Researchers from the
University of Cincinnati (UC) have found that eating or
drinking sweets may decrease the production of the stress-related
hormone glucocorticoid--which has been linked to obesity
and decreased immune response.
"Glucocorticoids are produced
when psychological or physical stressors activate a part
of the brain called the 'stress axis,'" said Yvonne
Ulrich-Lai, PhD, a postdoctoral fellow in the department
of psychiatry. "These hormones help an individual
survive and recover from stress, but have been linked
to increased abdominal obesity and decreased immune function
when produced in large amounts.
"Finding another way to affect
the body's response to stress and limit glucocorticoid
production could alleviate some of these dangerous health
effects."
The laboratory findings were presented
during a poster session Tuesday, Nov. 15, at the annual
Society for Neuroscience meeting in Washington, D.C.
Dr.
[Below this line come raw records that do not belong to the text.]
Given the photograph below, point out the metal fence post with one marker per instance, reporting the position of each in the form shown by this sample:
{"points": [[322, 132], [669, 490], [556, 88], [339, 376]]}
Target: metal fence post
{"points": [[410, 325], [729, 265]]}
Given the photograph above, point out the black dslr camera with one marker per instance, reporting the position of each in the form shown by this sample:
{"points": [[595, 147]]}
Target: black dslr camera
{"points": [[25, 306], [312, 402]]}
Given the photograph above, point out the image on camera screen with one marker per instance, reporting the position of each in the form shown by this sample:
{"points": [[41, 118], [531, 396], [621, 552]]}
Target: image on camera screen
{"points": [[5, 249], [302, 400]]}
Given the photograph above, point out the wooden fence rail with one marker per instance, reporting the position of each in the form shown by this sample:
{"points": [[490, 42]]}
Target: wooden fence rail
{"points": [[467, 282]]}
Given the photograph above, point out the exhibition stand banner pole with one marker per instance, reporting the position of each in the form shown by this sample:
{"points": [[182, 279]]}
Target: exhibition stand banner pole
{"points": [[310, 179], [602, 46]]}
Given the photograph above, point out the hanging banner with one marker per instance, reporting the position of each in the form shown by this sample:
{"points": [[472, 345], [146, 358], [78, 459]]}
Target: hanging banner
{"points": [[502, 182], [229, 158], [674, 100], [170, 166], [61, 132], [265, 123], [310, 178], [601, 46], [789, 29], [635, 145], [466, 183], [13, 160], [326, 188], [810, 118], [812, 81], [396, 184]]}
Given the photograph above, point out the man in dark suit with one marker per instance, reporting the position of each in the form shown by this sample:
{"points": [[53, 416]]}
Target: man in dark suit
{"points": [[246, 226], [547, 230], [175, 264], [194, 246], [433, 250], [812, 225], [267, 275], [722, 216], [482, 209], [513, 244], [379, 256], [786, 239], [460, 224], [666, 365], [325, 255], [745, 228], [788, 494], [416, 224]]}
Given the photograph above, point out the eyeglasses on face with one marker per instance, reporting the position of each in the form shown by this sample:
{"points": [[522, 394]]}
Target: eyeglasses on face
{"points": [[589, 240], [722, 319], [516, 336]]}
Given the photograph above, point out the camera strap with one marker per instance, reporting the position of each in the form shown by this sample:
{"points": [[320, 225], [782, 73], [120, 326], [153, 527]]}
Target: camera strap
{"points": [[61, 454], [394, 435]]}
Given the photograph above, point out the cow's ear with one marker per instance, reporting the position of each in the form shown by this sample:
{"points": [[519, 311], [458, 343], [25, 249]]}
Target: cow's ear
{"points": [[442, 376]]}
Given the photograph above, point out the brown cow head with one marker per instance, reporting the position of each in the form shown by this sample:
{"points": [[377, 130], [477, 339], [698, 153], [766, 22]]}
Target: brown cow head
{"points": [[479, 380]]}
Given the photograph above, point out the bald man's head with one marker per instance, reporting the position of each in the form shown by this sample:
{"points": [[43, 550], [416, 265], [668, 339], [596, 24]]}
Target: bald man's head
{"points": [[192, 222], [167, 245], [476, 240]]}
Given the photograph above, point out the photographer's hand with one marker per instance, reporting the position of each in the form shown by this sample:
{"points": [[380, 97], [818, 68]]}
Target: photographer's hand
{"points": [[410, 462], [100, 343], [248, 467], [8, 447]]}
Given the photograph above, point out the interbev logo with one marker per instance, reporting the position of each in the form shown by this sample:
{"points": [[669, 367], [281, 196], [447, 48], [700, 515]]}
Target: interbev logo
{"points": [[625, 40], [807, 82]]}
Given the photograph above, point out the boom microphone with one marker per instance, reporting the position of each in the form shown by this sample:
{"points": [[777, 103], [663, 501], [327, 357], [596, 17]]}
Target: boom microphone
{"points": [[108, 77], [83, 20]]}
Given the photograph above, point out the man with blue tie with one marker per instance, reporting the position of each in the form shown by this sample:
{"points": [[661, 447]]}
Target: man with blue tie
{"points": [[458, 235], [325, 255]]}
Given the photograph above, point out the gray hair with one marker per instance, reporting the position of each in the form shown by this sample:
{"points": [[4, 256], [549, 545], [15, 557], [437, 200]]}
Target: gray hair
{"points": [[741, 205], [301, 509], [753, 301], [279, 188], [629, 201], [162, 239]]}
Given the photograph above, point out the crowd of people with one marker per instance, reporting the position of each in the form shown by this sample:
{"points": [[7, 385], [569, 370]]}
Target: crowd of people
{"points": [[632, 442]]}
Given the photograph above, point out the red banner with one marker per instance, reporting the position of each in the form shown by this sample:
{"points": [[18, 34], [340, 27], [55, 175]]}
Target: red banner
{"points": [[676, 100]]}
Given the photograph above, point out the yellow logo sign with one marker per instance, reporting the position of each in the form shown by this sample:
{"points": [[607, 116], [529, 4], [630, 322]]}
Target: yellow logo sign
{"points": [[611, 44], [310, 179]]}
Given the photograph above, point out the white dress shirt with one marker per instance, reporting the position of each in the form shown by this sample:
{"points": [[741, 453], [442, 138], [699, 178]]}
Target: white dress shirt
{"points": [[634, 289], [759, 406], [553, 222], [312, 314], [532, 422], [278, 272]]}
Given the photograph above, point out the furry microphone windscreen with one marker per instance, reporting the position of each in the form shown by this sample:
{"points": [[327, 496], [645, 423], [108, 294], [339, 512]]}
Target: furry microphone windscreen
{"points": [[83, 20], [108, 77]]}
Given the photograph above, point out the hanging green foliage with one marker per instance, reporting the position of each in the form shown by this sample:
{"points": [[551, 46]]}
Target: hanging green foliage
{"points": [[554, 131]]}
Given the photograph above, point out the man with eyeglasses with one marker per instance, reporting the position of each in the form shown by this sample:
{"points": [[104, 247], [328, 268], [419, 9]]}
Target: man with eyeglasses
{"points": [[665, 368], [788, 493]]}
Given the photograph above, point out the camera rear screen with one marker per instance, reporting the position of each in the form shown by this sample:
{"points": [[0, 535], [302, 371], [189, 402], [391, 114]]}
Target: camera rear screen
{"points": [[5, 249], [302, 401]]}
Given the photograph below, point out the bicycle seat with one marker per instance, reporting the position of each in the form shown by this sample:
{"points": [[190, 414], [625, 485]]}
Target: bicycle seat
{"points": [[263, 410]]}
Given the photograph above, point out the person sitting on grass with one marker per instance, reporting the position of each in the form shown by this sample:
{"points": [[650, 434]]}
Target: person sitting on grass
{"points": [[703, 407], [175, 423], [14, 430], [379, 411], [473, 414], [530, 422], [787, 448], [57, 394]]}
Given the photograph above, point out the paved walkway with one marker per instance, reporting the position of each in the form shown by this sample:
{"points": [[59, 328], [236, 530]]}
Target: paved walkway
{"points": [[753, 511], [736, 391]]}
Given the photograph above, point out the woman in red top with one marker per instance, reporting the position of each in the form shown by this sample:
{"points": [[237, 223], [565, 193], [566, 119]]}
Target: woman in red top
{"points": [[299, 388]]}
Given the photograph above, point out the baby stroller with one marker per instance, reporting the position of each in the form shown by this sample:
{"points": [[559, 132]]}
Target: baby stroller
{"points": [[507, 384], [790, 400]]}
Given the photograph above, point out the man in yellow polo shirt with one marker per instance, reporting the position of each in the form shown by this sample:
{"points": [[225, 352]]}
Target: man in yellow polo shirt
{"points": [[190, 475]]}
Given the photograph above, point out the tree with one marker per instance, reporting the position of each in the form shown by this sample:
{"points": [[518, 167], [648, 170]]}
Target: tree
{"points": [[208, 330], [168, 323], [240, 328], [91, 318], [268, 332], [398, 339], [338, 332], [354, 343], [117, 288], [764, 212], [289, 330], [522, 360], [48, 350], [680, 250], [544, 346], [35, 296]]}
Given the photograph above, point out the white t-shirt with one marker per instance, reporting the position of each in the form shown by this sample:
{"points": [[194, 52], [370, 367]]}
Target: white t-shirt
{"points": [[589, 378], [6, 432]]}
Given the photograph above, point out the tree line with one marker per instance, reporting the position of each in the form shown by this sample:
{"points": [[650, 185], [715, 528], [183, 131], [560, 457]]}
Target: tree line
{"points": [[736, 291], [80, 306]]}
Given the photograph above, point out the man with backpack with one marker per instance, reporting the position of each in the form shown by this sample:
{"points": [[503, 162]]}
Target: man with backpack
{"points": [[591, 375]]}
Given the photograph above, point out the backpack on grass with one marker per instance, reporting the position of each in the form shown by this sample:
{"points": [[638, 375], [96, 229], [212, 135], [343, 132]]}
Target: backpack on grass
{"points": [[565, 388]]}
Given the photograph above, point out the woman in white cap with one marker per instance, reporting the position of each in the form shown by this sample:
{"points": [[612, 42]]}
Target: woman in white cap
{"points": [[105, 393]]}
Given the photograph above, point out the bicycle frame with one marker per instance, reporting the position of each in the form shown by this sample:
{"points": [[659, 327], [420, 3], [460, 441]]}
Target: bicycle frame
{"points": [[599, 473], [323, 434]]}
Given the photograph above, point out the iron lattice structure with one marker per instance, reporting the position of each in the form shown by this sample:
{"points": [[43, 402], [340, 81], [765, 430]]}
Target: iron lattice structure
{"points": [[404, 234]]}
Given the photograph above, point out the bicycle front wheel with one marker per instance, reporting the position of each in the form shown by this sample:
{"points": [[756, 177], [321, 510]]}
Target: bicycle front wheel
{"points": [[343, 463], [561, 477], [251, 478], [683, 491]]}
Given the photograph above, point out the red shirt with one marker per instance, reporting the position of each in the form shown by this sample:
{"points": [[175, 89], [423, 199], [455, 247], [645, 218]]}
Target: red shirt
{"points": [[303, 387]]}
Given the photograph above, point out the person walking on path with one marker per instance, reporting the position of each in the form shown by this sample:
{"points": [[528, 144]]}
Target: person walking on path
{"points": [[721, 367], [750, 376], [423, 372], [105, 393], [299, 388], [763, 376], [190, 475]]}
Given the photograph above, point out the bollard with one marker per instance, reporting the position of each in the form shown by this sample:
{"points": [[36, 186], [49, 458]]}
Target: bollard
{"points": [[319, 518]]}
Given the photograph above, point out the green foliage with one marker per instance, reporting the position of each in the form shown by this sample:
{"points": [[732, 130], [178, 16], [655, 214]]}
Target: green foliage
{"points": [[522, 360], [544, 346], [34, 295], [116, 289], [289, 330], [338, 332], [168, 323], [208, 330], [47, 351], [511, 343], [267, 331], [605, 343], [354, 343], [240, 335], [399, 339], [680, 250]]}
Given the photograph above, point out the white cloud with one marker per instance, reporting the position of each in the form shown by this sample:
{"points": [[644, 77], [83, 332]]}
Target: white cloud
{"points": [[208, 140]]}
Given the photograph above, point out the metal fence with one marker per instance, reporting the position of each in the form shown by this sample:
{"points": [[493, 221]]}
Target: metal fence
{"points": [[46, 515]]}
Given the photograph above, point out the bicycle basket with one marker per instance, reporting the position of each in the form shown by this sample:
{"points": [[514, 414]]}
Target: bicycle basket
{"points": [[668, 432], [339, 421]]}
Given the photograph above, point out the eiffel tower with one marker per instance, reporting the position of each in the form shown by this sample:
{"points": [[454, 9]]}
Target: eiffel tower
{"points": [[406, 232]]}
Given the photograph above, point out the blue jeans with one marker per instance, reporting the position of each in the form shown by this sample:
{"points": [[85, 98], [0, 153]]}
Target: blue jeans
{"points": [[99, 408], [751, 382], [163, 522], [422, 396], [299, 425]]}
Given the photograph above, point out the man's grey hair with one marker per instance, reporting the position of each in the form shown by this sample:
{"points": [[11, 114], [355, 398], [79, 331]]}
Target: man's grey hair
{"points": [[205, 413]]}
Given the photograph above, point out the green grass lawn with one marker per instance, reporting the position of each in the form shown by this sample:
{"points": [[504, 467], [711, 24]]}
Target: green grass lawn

Ulrich-Lai and a team of researchers
from the department of psychiatry showed that when laboratory
rats chose to eat or drink sweet snacks their bodies produced
lower levels of glucocorticoid.
She said that sweets--especially
those made from sugar, not artificial sweetener--might
do the trick.
"The sweets we are talking
about are not the low-calorie, sugar-substitute variety,"
said Dr. Ulrich-Lai. "We actually found that sugar
snacks, not artificially sweetened snacks, are better
'self-medications' for the two most common types of stress--psychological
and physical."
Psychological stress could involve
things such as public speaking, being threatened, or coping
with the death of a loved one. Examples of physical stress
are injury, illness, or prolonged exposure to cold.
During the study, researchers gave
adult male rats free access to food and water and also
offered them a small amount of sugar drink, artificially
sweetened drink, or water twice a day. After two weeks,
the rats were given a physical and psychological stress
challenge. Following both types of stress, rats that had
consumed the sugar drink had lower glucocorticoid levels
than those that drank the water. Those drinking the artificially
sweetened drink showed only slightly reduced glucocorticoid
levels.
Dr. Ulrich-Lai noted that although
her team was not studying the health effects of the sweetened
drinks, they did not notice a body-weight increase in
the rats consuming the sugar drinks.
James Herman, PhD, co-author, professor
and stress neurobiologist in the department of psychiatry,
said the next step will be to determine how these sweetened
drinks are decreasing glucocorticoid production.
"We need to find out if there
are certain parts of the brain that control the response
to stress, then determine if the function of these brain
regions are changed by sugar snacking," he said.